Les observateurs de l'ONU qui arrivent dimanche en Syrie pour surveiller la cessation des hostilités entament une mission périlleuse en l'absence d'accord formel de cessez-le-feu entre les forces gouvernementales et l'opposition armée.
"Pas de cessez-le-feu, pas même le début d'un processus politique: cette mission sera une des plus difficiles jamais entreprises par l'ONU", estime un diplomate.
La résolution 2042 adoptée samedi par le Conseil de sécurité et qui a autorisé le déploiement dans les prochains jours de 30 observateurs militaires non armés stipule que le gouvernement syrien est responsable en premier lieu de leur sécurité.
Mais à la suite des nouvelles attaques constatées samedi, plusieurs ambassadeurs occidentaux ont exprimé des doutes sur la volonté du président Bachar Al-Assad de respecter la cessation des hostilités qui est entrée en vigueur jeudi matin.
Les Nations unies envoient souvent des observateurs dans les zones de conflit, ils sont "les yeux et les oreilles du Conseil de sécurité".
Mais les observateurs qui se sont interposés entre les forces indiennes et pakistanaises en 1948, entre chypriotes grecs et turcs à Chypre en 1974 et entre rebelles maoïstes et forces gouvernementales au Népal en 2006 l'ont fait à la suite de la signature d'accords formels de cessez-le-feu.
Les premiers observateurs, une demi-douzaine, ont pris l'avion pour Damas dès l'adoption de la résolution et doivent arriver dimanche, selon Kieran Dwyer, porte-parole du département des opérations de maintien de la paix de l'ONU. Ils seront suivis de 25 autres "dans les prochains jours". A terme, et à condition que le fragile cessez-le-feu de facto tienne, l'ONU prévoit que la mission compte environ 250 hommes, avec leurs moyens de transport et de communications.
Ces observateurs proviendront notamment des contingents de Casques bleus opérant "dans la région", a précisé M. Dwyer, "afin de les déployer rapidement et d'avoir du personnel expérimenté".
Selon des diplomates, il pourrait s'agir par exemple de la mission de l'ONU sur le Golan, ou de celles au Soudan et au Soudan du Sud.
La première tâche de cette mission préparatoire sera "d'établir un quartier général opérationnel" à Damas, a expliqué M. Dwyer.

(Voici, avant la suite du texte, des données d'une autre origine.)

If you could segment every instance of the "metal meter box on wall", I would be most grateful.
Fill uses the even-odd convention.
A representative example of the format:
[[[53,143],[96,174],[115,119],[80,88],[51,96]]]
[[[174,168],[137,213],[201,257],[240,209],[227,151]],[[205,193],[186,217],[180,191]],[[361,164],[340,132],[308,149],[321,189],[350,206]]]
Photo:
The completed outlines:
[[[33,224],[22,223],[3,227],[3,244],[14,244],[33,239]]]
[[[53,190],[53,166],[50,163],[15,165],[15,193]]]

Ils prendront ensuite contact avec le gouvernement syrien, les forces gouvernementales et celles de l'opposition "afin que les deux camps comprennent ce que sera leur rôle de surveillance et qu'ils puissent mettre en place un système de contrôle".
Ils se rendront aussi "dans d'autres villes de Syrie pour décider où établir des bases" afin de surveiller le cessez-le-feu sur l'ensemble du territoire.
L'équipe préparatoire devra "se déplacer et prendre des contacts de manière quotidienne et vérifier que la violence a vraiment cessé", a-t-il ajouté.
Les observateurs rendront compte au médiateur de l'ONU et de la Ligue arabe Kofi Annan et au siège de l'ONU à New York, de façon à ce que le Conseil de sécurité puisse décider des étapes suivantes de leur mission.
Cette mission de supervision du cessez-le-feu n'est qu'un des aspects du plan de paix en six points de Kofi Annan, que Damas a accepté. Le plan prévoit aussi un dialogue politique entre pouvoir et opposition en vue d'une transition démocratique.
M. Annan "continuera de travailler sur les autres élements de son plan en six points", a souligné M. Dwyer. "Les observateurs ne vont pas faire de travail politique et il ne faut pas attendre trop" de cette mission, a-t-il prévenu.
"Comme l'ont dit le Conseil de sécurité et le secrétaire général de l'ONU Ban Ki-moon, a-t-il rappelé, il incombe au gouvernement syrien et à l'opposition de cesser toute forme de violence et de faire en sorte que cette cessation des hostilités soit respectée durablement".
Les attaques de samedi, notamment le bombardement de Homs (centre) et la mort de civils à Alep (nord), sont venus rappeler les dangers de cette mission, comme l'ont souligné au Conseil plusieurs ambassadeurs occidentaux.
"Ce regain de violence fait douter à nouveau sérieusement de la volonté du régime" syrien de respecter le cessez-le-feu, a estimé l'ambassadeur américaine à l'ONU, Mme Susan Rice.
"Les violences ont décru mais les attaques subies par la population civile aujourd'hui à Homs confirment les doutes que l'on peut avoir sur la réalité de l'engagement du régime syrien", a estimé l'ambassadeur français Gérard Araud.